Of course, the particular impediments they will place before us will be different, but they will certainly not surrender easily.

Fourth, they will sabotage our movement. As the popularity of the concept increases in public opinion, those who benefit from the current system will find ways to vilify not only the ideological position in general, but also the movement, and its most prominent advocates. Vilification will then lead to threats, arrests, and finally, they will escalate sabotage to violence. History provides us many examples: Malcolm X, MLK, Leonard Peltier, Mumia Abu Jamal, or lesser known people like the six activists who participated in the Ferguson protests after the murder of Mike Brown who have died under mysterious conditions since https://www.rollingstone.com/culture/culture-news/ferguson-death-mystery-black-lives-matter-michael-brown-809407/.

What If?

However, as a thought experiment, let’s imagine a hypothetical scenario in which the capitalist class and their politician lackeys did simply accept the arguments made by deliberative democracy advocates, and proposed and ratified a constitutional amendment enshrining the structure of sortition-based selection and frequent rotation of all public offices, and converting all unitary offices to plural ones (e.g. an executive council rather than a president). Would this deliver real democracy?
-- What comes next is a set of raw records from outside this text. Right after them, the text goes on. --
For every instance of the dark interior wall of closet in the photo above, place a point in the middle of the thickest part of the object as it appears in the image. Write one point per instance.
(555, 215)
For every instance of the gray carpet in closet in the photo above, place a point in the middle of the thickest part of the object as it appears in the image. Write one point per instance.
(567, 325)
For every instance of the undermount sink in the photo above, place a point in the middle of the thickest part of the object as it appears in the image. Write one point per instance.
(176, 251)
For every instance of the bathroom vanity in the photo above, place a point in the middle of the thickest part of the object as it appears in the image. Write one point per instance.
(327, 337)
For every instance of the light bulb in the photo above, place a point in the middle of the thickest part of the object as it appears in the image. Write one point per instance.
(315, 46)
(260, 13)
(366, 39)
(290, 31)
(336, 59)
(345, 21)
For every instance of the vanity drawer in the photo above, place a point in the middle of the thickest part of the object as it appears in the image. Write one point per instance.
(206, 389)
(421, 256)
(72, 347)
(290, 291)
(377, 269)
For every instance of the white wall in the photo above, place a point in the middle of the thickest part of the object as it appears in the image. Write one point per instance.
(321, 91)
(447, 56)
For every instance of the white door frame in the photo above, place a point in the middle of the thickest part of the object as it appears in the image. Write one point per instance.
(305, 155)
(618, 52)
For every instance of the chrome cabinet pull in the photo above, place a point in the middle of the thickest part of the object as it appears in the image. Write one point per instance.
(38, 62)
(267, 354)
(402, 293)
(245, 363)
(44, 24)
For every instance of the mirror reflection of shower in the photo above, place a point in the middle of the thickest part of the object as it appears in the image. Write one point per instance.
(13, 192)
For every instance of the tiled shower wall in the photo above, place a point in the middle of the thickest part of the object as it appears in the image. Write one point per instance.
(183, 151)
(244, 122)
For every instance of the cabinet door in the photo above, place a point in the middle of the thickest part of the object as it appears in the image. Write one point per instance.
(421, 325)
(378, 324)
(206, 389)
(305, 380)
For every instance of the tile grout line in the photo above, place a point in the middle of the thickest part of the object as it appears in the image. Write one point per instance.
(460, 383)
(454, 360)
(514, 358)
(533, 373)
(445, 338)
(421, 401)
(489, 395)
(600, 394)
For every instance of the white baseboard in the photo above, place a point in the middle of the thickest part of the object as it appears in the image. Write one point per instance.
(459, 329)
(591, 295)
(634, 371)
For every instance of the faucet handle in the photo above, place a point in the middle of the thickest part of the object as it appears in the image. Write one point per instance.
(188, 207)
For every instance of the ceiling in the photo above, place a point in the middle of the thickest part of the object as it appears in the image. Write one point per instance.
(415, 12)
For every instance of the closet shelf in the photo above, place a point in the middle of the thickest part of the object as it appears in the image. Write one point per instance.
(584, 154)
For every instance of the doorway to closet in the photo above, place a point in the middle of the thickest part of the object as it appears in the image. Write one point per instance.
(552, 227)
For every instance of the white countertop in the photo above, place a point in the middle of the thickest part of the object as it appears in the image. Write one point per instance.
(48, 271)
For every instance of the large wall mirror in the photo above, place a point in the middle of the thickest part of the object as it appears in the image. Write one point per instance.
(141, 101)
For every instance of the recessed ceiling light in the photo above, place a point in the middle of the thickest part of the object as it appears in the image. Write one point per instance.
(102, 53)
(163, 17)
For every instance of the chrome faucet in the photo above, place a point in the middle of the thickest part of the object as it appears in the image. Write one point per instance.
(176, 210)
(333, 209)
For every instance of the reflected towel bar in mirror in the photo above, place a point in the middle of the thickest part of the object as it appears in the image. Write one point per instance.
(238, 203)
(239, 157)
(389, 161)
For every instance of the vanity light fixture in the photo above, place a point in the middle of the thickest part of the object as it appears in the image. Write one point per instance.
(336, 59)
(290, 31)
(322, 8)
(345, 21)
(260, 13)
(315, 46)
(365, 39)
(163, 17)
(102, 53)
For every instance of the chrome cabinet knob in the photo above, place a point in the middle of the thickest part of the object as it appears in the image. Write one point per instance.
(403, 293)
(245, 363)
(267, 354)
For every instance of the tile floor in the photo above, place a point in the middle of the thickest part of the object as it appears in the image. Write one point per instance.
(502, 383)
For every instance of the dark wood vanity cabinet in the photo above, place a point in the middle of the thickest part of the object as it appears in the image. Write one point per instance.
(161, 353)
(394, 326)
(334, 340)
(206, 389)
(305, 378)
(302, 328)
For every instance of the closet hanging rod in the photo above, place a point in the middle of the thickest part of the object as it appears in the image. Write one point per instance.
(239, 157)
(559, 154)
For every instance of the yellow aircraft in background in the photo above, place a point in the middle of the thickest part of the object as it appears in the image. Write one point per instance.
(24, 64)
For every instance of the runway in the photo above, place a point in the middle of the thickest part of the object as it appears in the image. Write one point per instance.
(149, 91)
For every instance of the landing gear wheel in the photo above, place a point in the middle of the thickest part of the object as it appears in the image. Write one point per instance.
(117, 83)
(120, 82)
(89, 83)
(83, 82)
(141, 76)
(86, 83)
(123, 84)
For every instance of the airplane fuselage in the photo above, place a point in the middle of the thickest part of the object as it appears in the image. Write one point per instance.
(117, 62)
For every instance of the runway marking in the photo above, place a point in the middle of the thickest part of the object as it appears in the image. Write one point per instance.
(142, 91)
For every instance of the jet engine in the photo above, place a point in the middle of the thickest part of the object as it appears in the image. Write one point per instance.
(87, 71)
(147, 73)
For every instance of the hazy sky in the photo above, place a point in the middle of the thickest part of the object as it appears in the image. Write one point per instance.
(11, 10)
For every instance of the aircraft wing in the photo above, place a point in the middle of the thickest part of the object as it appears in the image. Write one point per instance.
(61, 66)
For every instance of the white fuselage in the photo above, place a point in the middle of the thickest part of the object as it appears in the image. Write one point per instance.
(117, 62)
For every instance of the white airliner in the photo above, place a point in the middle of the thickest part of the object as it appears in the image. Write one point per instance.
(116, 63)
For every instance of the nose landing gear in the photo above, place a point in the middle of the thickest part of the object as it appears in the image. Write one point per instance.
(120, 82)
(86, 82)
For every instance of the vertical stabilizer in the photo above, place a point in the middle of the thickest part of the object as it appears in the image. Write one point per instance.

No. If you consider the various conditions of our society, it will be clear that misogyny, racism, homophobia, and ableism will pollute the process and outcomes. Similarly, the legacies of white supremacy, Christian supremacy, settler colonialism, Liberalism, and American exceptionalism will cloud the entire project. While the implementation of formal structures aimed at bringing about more authentically democratic outcomes will play a role in addressing these social ills, if we are not actively engaged in a collective project of specifically combating them, the progress toward realizing democracy will be far slower, and more vulnerable to reactionary backlash than if we attack them vigorously as part of the same revolution.

Similarly, we must also be concerned with the inequalities that are endemic to capitalism. A society in which some are rich, some obscenely so, while others struggle, and some are utterly impoverished; in which some are well-educated and have abundant access to nutritious foods, clean water, safe and comfortable shelter, health care, and a general sense of security, while others lack access to some or all of these will not lend itself to a democratic culture. Even within the facilitated deliberations of randomly selected assembles, if they are implemented without a concomitant social revolution, the underlying biases and material class differences will significantly weaken the democracy aspect of those assemblies, and their outcomes are far less likely to have the support of the populace than a society with a socialist economy and far less socioeconomic inequity.

Perhaps more importantly, but nearly invisible to most Westerners, is the pernicious influence of imperialism. If the people of any industrialized Western nation were to supplant the capitalist ruling class, after they struggle through their internal social differences such as those noted above, it is likely that they would collectively continue policies of imperialist exploitation of Global South nations and people. Even some subsets of the Western left (here I mean the actual left, the anticapitalist left, not liberals, who are right wing) fail to develop a strong proletarian internationalism, which is a necessary component of real democracy, and a necessary part of the defense against capitalist restoration (and thereby, the destruction of democracy).

This makes us natural allies of socialist, communist, and anarchist revolutionaries, and enemies of the capitalist class, and those who uphold the state apparatus that maintains their power and oppresses the rest of us. The tendency to pursue liberal reformist strategies instead of building a revolutionary movement is perhaps understandable given the centuries of liberal social conditioning to which we’ve all been subjected, but continuing to do so after a thorough analysis of the obstacles to achieving real democracy, via demarchy or any other course that might seem viable, is clearly folly.